Modern humans arrived on the Indian subcontinent from Africa no later than 55,000 years ago.[26][27][28] Their long occupation, initially in varying forms of isolation as hunter-gatherers, has made the region highly diverse, second only to Africa in human genetic diversity.[29] Settled life emerged on the subcontinent in the western margins of the Indus river basin 9,000 years ago, evolving gradually into the Indus Valley Civilisation of the third millennium BCE.[30] By 1200 BCE, an archaic form of Sanskrit, an Indo-European language, had diffused into India from the northwest.[31][32] Its evidence today is found in the hymns of the Rigveda. Preserved by a resolutely vigilant oral tradition, the Rigveda records the dawning of Hinduism in India.[33] The Dravidian languages of India were supplanted in the northern and western regions.[34] By 400 BCE, stratification and exclusion by caste had emerged within Hinduism,[35] and Buddhism and Jainism had arisen, proclaiming social orders unlinked to heredity.[36] Early political consolidations gave rise to the loose-knit Maurya and Gupta Empires based in the Ganges Basin.[37] Their collective era was suffused with wide-ranging creativity,[38] but also marked by the declining status of women,[39] and the incorporation of untouchability into an organised system of belief.[g][40] In South India, the Middle kingdoms exported Dravidian-languages scripts and religious cultures to the kingdoms of Southeast Asia.[41]

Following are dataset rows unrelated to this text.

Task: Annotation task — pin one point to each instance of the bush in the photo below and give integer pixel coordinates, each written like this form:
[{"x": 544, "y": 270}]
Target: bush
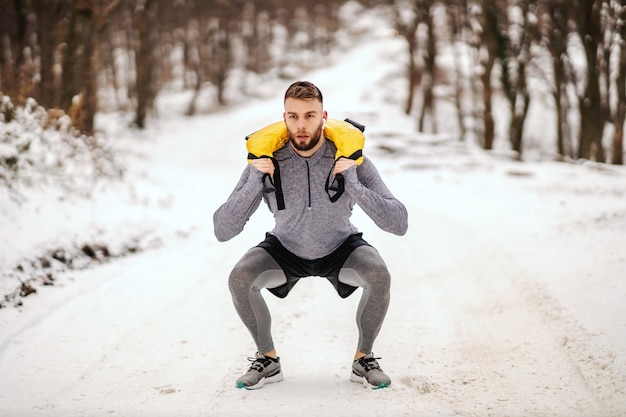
[{"x": 40, "y": 148}]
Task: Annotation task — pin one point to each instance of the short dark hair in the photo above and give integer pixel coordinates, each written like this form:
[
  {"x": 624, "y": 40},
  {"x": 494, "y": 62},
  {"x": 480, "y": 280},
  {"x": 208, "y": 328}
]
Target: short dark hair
[{"x": 304, "y": 90}]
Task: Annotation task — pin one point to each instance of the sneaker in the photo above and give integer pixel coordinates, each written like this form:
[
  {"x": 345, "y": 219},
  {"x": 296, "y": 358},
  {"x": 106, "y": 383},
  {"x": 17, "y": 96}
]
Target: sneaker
[
  {"x": 366, "y": 370},
  {"x": 264, "y": 369}
]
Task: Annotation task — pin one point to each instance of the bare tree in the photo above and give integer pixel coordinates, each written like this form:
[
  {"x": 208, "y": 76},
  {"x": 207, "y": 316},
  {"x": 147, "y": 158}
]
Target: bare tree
[
  {"x": 592, "y": 116},
  {"x": 617, "y": 150},
  {"x": 406, "y": 21},
  {"x": 491, "y": 41},
  {"x": 516, "y": 50}
]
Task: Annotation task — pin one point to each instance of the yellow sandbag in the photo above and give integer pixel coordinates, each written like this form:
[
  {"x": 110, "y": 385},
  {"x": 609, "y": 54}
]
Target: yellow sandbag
[{"x": 348, "y": 139}]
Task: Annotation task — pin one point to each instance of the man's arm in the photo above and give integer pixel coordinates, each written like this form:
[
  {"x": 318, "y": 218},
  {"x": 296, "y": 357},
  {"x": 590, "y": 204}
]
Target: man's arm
[
  {"x": 231, "y": 217},
  {"x": 372, "y": 195}
]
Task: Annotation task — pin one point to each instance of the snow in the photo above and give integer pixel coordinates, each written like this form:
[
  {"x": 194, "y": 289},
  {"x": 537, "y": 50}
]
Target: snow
[{"x": 508, "y": 295}]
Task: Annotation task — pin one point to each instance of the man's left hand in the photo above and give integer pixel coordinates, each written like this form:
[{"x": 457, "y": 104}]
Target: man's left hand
[{"x": 342, "y": 164}]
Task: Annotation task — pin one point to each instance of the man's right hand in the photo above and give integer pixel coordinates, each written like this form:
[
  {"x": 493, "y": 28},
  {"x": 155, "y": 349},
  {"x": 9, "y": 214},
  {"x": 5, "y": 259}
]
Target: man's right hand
[{"x": 264, "y": 165}]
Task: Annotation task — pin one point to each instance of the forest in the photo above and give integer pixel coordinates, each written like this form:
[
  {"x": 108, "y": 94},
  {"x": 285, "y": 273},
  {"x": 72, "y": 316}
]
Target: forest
[{"x": 78, "y": 57}]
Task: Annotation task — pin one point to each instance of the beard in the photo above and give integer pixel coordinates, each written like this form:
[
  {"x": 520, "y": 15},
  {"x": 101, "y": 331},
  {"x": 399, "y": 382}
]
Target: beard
[{"x": 310, "y": 143}]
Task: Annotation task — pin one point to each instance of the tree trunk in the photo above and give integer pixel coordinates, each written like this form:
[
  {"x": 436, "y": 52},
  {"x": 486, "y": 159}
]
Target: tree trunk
[
  {"x": 14, "y": 28},
  {"x": 144, "y": 62},
  {"x": 591, "y": 112},
  {"x": 617, "y": 149}
]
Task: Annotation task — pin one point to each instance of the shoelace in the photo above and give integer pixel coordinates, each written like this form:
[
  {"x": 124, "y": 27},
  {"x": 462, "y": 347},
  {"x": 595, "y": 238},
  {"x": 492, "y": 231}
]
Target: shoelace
[
  {"x": 369, "y": 364},
  {"x": 259, "y": 364}
]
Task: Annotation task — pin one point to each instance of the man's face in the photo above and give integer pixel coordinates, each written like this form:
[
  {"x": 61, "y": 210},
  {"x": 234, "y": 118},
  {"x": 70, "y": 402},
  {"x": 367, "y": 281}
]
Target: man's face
[{"x": 305, "y": 123}]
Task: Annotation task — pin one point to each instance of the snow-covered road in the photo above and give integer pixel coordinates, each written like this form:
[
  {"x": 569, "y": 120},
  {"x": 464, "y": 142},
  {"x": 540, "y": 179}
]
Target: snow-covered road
[{"x": 508, "y": 297}]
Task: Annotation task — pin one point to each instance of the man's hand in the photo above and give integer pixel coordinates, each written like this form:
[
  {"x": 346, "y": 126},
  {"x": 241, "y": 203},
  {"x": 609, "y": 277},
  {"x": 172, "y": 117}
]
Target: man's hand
[
  {"x": 264, "y": 165},
  {"x": 342, "y": 164}
]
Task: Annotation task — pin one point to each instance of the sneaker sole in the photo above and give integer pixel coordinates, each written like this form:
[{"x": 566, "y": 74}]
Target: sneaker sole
[
  {"x": 360, "y": 379},
  {"x": 265, "y": 380}
]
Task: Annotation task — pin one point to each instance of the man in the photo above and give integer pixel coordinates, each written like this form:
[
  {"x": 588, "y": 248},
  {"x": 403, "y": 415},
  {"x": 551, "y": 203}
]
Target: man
[{"x": 312, "y": 236}]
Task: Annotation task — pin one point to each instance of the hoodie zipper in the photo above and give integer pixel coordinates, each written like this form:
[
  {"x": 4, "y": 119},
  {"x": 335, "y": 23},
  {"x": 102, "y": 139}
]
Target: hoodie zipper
[{"x": 308, "y": 177}]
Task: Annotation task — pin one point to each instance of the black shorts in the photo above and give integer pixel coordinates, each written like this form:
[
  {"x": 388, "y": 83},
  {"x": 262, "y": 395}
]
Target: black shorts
[{"x": 295, "y": 267}]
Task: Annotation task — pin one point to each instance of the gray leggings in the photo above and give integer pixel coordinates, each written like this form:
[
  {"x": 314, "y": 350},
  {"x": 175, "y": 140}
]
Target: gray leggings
[{"x": 257, "y": 270}]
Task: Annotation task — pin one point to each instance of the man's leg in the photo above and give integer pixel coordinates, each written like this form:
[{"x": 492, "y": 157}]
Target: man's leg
[
  {"x": 254, "y": 271},
  {"x": 365, "y": 268}
]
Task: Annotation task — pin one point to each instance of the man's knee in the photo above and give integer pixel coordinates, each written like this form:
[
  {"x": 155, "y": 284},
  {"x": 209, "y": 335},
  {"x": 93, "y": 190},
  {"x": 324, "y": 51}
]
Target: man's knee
[
  {"x": 256, "y": 268},
  {"x": 366, "y": 267}
]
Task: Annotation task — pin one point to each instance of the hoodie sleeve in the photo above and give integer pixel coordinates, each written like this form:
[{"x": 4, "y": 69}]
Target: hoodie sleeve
[
  {"x": 231, "y": 217},
  {"x": 366, "y": 186}
]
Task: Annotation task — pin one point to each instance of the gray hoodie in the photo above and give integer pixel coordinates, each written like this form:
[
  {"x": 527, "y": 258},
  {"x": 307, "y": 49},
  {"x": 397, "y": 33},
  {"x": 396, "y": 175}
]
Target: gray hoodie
[{"x": 311, "y": 226}]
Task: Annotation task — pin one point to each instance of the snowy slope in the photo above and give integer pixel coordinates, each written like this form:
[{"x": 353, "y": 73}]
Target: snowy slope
[{"x": 508, "y": 295}]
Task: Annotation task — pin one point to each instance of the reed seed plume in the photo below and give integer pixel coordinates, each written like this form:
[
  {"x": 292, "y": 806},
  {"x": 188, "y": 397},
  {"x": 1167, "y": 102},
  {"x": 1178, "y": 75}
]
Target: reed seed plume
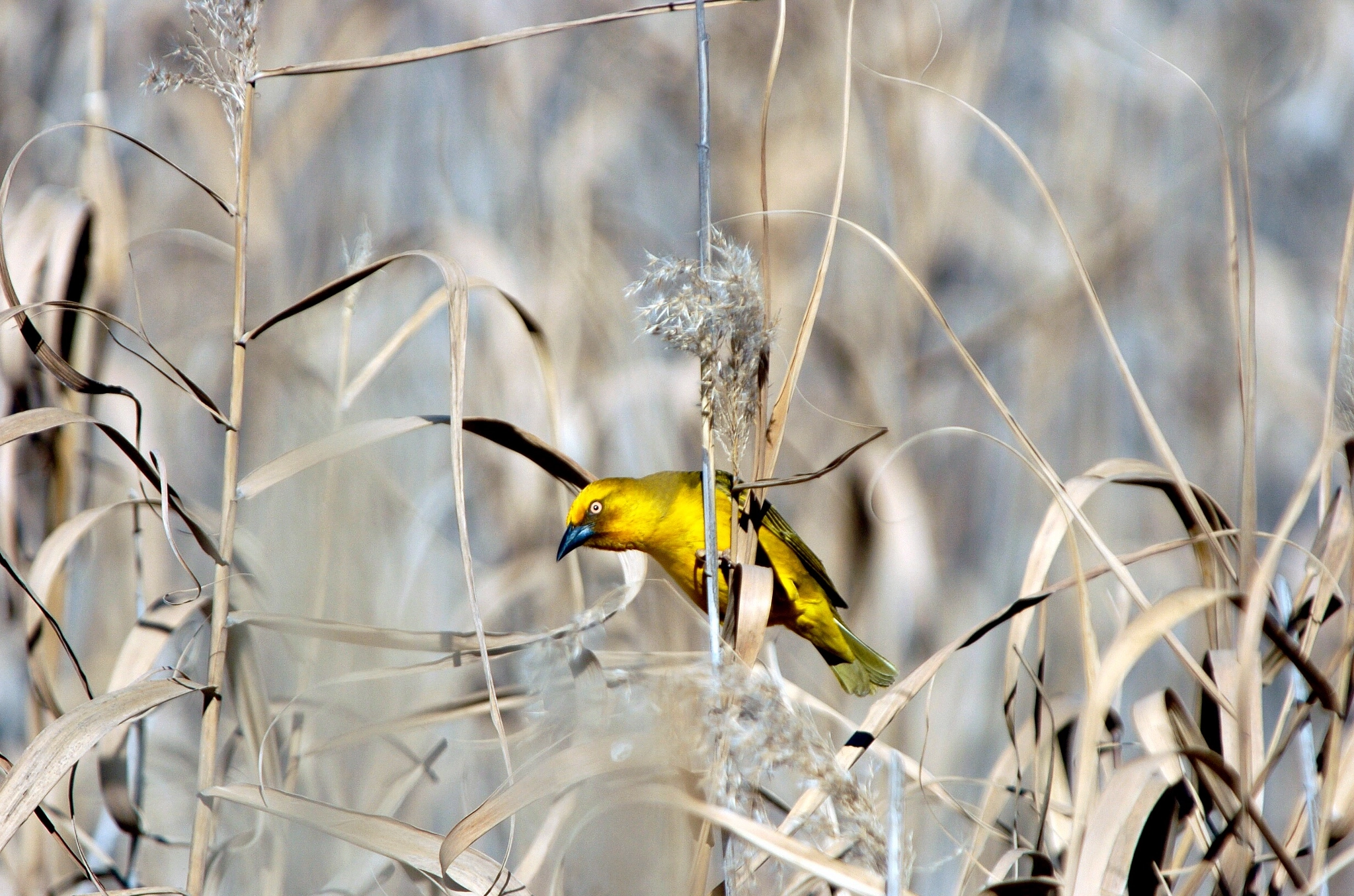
[
  {"x": 750, "y": 738},
  {"x": 718, "y": 317},
  {"x": 221, "y": 56}
]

In the early medieval era, Christianity, Islam, Judaism, and Zoroastrianism became established on India's southern and western coasts.[42] Muslim armies from Central Asia intermittently overran India's northern plains,[43] eventually founding the Delhi Sultanate, and drawing northern India into the cosmopolitan networks of medieval Islam.[44] In the 15th century, the Vijayanagara Empire created a long-lasting composite Hindu culture in south India.[45] In the Punjab, Sikhism emerged, rejecting institutionalised religion.[46] The Mughal Empire, in 1526, ushered in two centuries of relative peace,[47] leaving a legacy of luminous architecture.[h][48] Gradually expanding rule of the British East India Company followed, turning India into a colonial economy, but also consolidating its sovereignty.[49] British Crown rule began in 1858. The rights promised to Indians were granted slowly,[50][51] but technological changes were introduced, and modern ideas of education and the public life took root.[52] A pioneering and influential nationalist movement emerged, which was noted for nonviolent resistance and became the major factor in ending British rule.[53][54] In 1947 the British Indian Empire was partitioned into two independent dominions,[55][56][57][58] a Hindu-majority Dominion of India and a Muslim-majority Dominion of Pakistan, amid large-scale loss of life and an unprecedented migration.[59]
India has been a federal republic since 1950, governed through a democratic parliamentary system. It is a pluralistic, multilingual and multi-ethnic society. India's population grew from 361 million in 1951 to 1.211 billion in 2011.[60] During the same time, its nominal per capita income increased from US$64 annually to US$1,498, and its literacy rate from 16.6% to 74%. From being a comparatively destitute country in 1951,[61] India has become a fast-growing major economy and a hub for information technology services, with an expanding middle class.[62] It has a space programme which includes several planned or completed extraterrestrial missions. Indian movies, music, and spiritual teachings play an increasing role in global culture.[63] India has substantially reduced its rate of poverty, though at the cost of increasing economic inequality.[64] India is a nuclear-weapon state, which ranks high in military expenditure. It has disputes over Kashmir with its neighbours, Pakistan and China, unresolved since the mid-20th century.[65] Among the socio-economic challenges India faces are gender inequality, child malnutrition,[66] and rising levels of air pollution.[67] India's land is megadiverse, with four biodiversity hotspots.[68] Its forest cover comprises 21.7% of its area.[69] India's wildlife, which has traditionally been viewed with tolerance in India's culture,[70] is supported among these forests, and elsewhere, in protected habitats.